The founders of the Happy Planet Index have found that happiness, love and health all outweigh the importance of wealth when it comes to personal well-being. Gross National Happiness appears to be more important than Gross National Product. Though, the economic world is still mainly focused on the second indicator. Nic Marks, founder of the Centre for Well-being, suggest there are five positive actions that can improve well-being (with money not being included!):
- Connecting: Social relationships make up the most important cornerstones of life.
- Being active: Regular physical activity is linked to better mental and physical health outcomes and also to happiness.
- Taking notice: This is about being self-aware and mindful of one’s own moods, attitudes and behaviour.
- Lifelong learning: Ongoing personal development and education is a key contributor to well-being.
- Giving: Altruistic acts of giving, volunteering and showing compassion for others are important.
Interestingly enough, successful people already incorporate kindness in their life by giving (financially) before they have reached their point of wealth/success.
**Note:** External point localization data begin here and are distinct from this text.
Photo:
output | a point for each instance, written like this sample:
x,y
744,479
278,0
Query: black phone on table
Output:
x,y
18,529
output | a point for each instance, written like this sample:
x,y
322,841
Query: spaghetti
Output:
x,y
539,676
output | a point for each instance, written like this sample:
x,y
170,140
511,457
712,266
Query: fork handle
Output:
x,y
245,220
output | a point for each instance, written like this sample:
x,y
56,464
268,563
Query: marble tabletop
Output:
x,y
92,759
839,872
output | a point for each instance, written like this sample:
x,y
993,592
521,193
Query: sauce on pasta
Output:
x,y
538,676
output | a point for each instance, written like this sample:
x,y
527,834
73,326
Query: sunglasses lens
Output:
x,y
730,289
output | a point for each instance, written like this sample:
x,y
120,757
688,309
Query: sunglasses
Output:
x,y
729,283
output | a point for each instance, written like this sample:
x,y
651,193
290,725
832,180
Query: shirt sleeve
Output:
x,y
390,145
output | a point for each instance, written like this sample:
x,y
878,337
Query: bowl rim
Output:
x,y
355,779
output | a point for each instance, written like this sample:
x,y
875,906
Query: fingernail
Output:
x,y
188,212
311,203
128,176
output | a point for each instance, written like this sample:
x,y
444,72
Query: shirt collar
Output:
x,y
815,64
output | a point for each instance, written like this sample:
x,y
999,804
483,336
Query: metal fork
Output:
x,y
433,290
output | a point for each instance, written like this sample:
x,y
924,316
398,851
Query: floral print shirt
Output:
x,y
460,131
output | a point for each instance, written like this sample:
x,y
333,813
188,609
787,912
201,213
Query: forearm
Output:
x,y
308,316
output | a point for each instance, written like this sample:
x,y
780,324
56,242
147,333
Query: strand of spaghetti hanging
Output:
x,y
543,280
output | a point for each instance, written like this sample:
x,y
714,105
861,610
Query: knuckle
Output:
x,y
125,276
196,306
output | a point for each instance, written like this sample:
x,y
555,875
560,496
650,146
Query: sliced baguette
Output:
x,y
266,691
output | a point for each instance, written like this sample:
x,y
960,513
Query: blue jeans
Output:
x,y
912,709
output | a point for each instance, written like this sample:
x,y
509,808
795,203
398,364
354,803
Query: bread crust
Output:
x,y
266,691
In other words, it doesn’t matter how much you give or how – through for example blessings, sharing of knowledge, donation of your time or a simply monetary donation – but more that you give in a suitable way for your life.
Amanda concludes with the following inspiring words: “By redefining our relationship with money, we can begin to establish more meaningful uses for it. We can stop chasing money and start chasing our dreams. Go forth, find your flow, and prosper.”